2.5 years later and I've earned a bunch more stock grants, but my salary has
stayed flat (my choice -- we were on a good trajectory so I always preferred
stock options over salary bumps). Now our prospects are not looking good and I
doubt there is any upside to the stock.

I definitely considered this scenario when deciding to join the startup, and I
always rationalized it as "at the very least it will be a good experience".
Well, it definitely was good experience, and I learned a lot more at the
startup than the BigCo, but as I consider my next career move I'm not exactly
sure what the right move is.

Who knows, w/ the economy how it is I will probably just have to take what I
can get :).

------
jwesley
What this leaves out is Taleb's advice from the book -- to pick a non-scalable
career that is guaranteed to pay a high wage.
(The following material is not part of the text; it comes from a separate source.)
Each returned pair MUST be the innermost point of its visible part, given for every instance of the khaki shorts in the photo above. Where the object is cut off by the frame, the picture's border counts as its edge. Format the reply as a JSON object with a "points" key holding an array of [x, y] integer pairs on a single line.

His reasoning is that scalable
careers are at the mercy of Black Swans. The vast majority of rewards are
distributed to the lucky few at the top. This is not due to any remarkable
talent, but luck and the nature of scalable success (it builds upon itself).
If you hope to become an author who sells a million copies of a book, you will
almost certainly wind up never selling more than a few thousand, while the guy
at the top who is no more talented sells millions upon millions.

------
jeremyw
Hmm, are software startups really high risk to founders? Does this argument
even matter?

Liberal industry culture lets founders move in and out of startups, consulting
and full-time arrangements. High compensation lets founding teams take
sabbaticals often. If one has a reasonably low cost of living and a solid
hourly rate, working 1/3 of the year vends 2/3s startup time.

Given that PG has said many YC founders are older, I'd expect they've moved
into the low-risk category, extra responsibilities of life included. And the
cost of software startups keeps coming down.

Edit: ignoring non-software, here.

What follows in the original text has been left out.